19 May 2026
UK Offshore Gambling Stakes Have Tripled Since 2019 and Now Near £17 Billion Each Year

The Betting and Gaming Council released findings this spring that show offshore gambling stakes have more than tripled since 2019 and now sit close to £17 billion annually, and those figures come at a time when stricter UK rules continue to shape where players place their bets. Data collected across multiple channels points to a steady movement of activity toward unlicensed platforms that operate beyond the reach of domestic oversight.
Research Findings Reveal Steady Growth in Unlicensed Markets
Figures compiled by the Betting and Gaming Council track total stakes placed with operators that fall outside the UK licensing framework, and the numbers indicate consistent year-on-year increases that accelerated after tighter advertising and age-verification rules took effect. Observers who reviewed the dataset note that the rise coincides with several rounds of regulatory updates that raised compliance costs for licensed operators while leaving offshore sites free to offer fewer restrictions on promotions and deposit limits.
One analysis within the report breaks the growth into quarterly segments, revealing that the largest jumps occurred after the introduction of new affordability checks and restrictions on bonus structures that apply only to licensed sites.

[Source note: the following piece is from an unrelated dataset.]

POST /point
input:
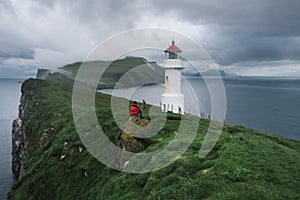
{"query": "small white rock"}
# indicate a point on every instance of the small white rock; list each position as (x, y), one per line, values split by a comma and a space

Those changes appear to have prompted some players to explore alternatives that do not enforce the same requirements, and the resulting shift shows up directly in the stake totals now approaching £17 billion.
Regulatory Changes Drive Activity Toward Offshore Platforms
UK authorities have rolled out successive layers of consumer-protection measures since 2019, including mandatory checks on spending patterns and limits on the speed at which players can deposit funds on licensed platforms. While these steps aim to reduce harm, the Betting and Gaming Council data shows they also correlate with higher volumes moving to sites that sit outside those controls. Operators licensed in Great Britain must follow strict advertising codes and player-protection protocols, whereas offshore entities face no such obligations and can therefore market more aggressively to UK residents through social channels and search advertising.
Researchers who examined the trend point out that the cumulative effect of each new rule set has widened the gap in user experience between licensed and unlicensed environments. Licensed casinos and betting firms must verify identities quickly, apply deposit limits, and restrict certain promotions, whereas offshore alternatives often allow instant sign-ups and unlimited deposit options. The research indicates that this difference in friction has contributed to the tripling of stakes recorded offshore.

Impact on Consumer Protection and Tax Revenue
Concerns highlighted in the report center on two main areas: the reduced visibility of player behavior on unlicensed sites and the resulting shortfall in tax receipts that would otherwise flow to the Treasury from licensed activity. Because offshore operators do not contribute to the UK gambling levy or corporation tax on domestic turnover, the movement of stakes away from regulated channels directly reduces public revenue. Estimates embedded in the Betting and Gaming Council release suggest that each billion pounds shifted offshore represents a measurable loss in funds that could support treatment services and regulatory enforcement.
Consumer-protection issues arise because offshore platforms are not required to participate in GamStop or to apply the same reality-check tools that licensed operators must provide. The research notes that players who migrate to these sites lose access to the centralized self-exclusion register and to standardized dispute-resolution mechanisms. Data from the study shows that a growing share of the £17 billion total comes from sessions that would previously have occurred on licensed apps or websites where such safeguards exist.
Industry Response and Market Context in May 2026
As of May 2026 the licensed sector continues to adapt its product offerings and compliance systems while monitoring the offshore trend. Trade bodies have called for stronger enforcement against illegal advertising and for international cooperation that would make it harder for unlicensed operators to accept UK traffic. The Betting and Gaming Council research serves as one reference point in those discussions, supplying concrete stake totals that illustrate the scale of the shift.
Market analysts who track payment flows report that certain e-wallet and crypto channels have become popular routes for funding offshore accounts, and these methods often bypass the slower verification steps required by UK banks when dealing with licensed gambling merchants. The report connects these payment patterns to the broader increase in offshore volume without attributing causation to any single factor.
Conclusion
The Betting and Gaming Council findings establish that offshore gambling stakes have risen sharply since 2019 and now approach £17 billion a year, driven by the cumulative impact of UK regulatory tightening. The data also flags parallel effects on consumer safeguards and tax collection that licensed operators and government agencies continue to address through enforcement and policy adjustments. Those monitoring the sector will watch how future rule changes influence the balance between regulated and unregulated markets.